訓練は大規模災害の発生後を想定して行われ、署員をはじめ、県警本部警備部警備課の警察航空隊や同部機動隊ら約20人が参加した。

同署の左向伸次署長が「訓練を通じて練度を高め、知識を吸収し、将来発生する大規模災害に備えてほしい」と訓示。県警航空隊が操縦する同機が着陸した後、署員らは機動隊員の輸送や、災害装備資機材と救援物資を搬送する訓練を行った。

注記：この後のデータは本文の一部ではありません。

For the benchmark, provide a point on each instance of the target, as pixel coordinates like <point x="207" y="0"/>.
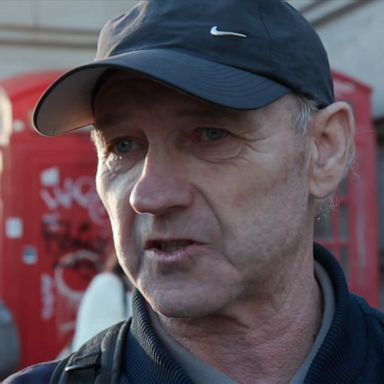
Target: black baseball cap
<point x="238" y="54"/>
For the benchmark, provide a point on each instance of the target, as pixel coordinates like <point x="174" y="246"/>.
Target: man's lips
<point x="169" y="245"/>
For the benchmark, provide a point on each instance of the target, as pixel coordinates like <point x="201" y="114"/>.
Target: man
<point x="218" y="141"/>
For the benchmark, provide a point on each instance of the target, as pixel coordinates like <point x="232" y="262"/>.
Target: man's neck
<point x="261" y="341"/>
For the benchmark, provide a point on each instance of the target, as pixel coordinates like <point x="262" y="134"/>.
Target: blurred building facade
<point x="37" y="35"/>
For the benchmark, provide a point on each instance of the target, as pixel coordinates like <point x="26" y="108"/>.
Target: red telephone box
<point x="350" y="231"/>
<point x="54" y="232"/>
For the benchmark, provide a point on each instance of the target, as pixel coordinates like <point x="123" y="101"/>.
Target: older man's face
<point x="208" y="206"/>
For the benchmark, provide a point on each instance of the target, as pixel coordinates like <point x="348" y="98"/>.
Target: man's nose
<point x="162" y="187"/>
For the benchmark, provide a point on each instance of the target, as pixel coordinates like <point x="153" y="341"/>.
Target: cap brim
<point x="66" y="105"/>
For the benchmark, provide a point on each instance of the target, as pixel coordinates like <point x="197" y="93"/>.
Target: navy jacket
<point x="352" y="352"/>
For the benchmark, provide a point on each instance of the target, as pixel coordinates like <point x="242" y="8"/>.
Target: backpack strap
<point x="97" y="361"/>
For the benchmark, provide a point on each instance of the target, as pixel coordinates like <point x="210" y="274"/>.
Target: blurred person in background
<point x="106" y="301"/>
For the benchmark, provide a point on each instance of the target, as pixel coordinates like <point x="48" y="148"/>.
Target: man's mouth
<point x="168" y="245"/>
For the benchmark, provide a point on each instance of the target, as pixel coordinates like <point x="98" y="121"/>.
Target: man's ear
<point x="331" y="148"/>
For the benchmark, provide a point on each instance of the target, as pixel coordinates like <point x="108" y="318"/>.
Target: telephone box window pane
<point x="344" y="261"/>
<point x="343" y="188"/>
<point x="343" y="209"/>
<point x="323" y="227"/>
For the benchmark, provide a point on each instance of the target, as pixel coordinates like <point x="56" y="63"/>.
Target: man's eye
<point x="213" y="134"/>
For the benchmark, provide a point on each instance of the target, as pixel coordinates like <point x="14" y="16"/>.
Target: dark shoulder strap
<point x="97" y="361"/>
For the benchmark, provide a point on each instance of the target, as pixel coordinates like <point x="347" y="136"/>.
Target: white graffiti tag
<point x="81" y="191"/>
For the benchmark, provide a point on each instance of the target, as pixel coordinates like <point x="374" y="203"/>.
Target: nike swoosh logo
<point x="215" y="32"/>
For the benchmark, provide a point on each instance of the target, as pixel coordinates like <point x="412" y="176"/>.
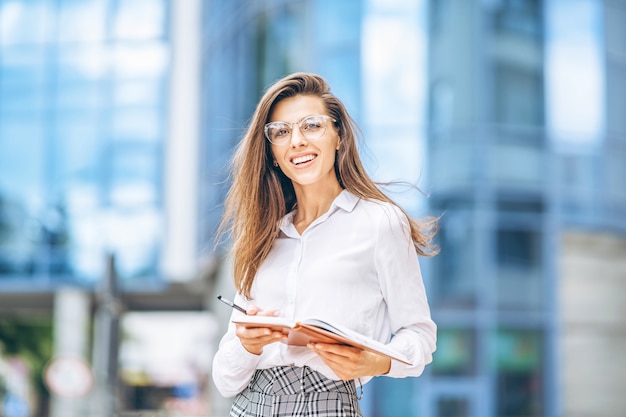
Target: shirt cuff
<point x="237" y="355"/>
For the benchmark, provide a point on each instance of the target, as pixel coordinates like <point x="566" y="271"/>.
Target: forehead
<point x="294" y="108"/>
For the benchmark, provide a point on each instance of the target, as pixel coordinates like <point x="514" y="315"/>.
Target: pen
<point x="230" y="303"/>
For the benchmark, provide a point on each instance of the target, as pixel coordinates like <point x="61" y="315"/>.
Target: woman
<point x="314" y="236"/>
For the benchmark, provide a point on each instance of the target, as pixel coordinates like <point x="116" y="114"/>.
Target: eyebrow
<point x="282" y="121"/>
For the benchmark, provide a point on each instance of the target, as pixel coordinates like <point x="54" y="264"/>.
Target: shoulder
<point x="382" y="213"/>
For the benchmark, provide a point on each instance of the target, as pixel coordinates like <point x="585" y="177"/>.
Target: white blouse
<point x="355" y="266"/>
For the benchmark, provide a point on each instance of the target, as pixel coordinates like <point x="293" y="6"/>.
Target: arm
<point x="413" y="331"/>
<point x="238" y="355"/>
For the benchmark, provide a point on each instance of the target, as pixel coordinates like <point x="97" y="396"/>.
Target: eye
<point x="280" y="130"/>
<point x="312" y="123"/>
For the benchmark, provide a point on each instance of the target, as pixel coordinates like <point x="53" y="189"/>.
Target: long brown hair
<point x="261" y="194"/>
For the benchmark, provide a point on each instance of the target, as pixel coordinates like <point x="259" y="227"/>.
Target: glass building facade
<point x="82" y="119"/>
<point x="462" y="99"/>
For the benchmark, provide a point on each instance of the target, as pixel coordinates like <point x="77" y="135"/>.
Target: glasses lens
<point x="313" y="127"/>
<point x="278" y="132"/>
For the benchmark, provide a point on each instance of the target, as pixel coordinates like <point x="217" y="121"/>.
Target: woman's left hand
<point x="349" y="362"/>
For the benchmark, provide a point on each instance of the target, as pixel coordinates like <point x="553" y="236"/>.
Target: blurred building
<point x="117" y="120"/>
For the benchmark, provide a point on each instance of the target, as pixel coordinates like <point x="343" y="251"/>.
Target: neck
<point x="313" y="202"/>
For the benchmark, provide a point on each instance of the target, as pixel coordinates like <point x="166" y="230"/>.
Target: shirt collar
<point x="345" y="201"/>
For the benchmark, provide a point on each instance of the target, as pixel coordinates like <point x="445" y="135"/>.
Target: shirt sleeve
<point x="233" y="366"/>
<point x="413" y="331"/>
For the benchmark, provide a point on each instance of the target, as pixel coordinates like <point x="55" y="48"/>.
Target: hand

航空隊の坂本昭浩隊長は「災害現場ではヘリコプターが降りる場所を選定する必要がある。できるだけ周りに障害物がなく、硬くて平らなところを選ぶように」とアドバイス。ヘリコプターに対する手信号なども実践を交えながら教えた。

同署警備課災害係長の新谷昌信警部補は「渋滞などがなく、スピードを生かした救助ができるヘリコプターは大きな武器。学んだことを生かし、今後は孤立集落などでも訓練ができれば」と意気込んだ。

訓練に協力した同施設には、阪神淡路大震災以前の1990年に中村吉宏代表取締役が「珍しいクラブハウスを」と考え、耐震性が高くなることなどからヘリポートも建設。バブル時代の当時は関西国際空港もなく、白浜や四国などに行く娯楽目的で利用されていたという。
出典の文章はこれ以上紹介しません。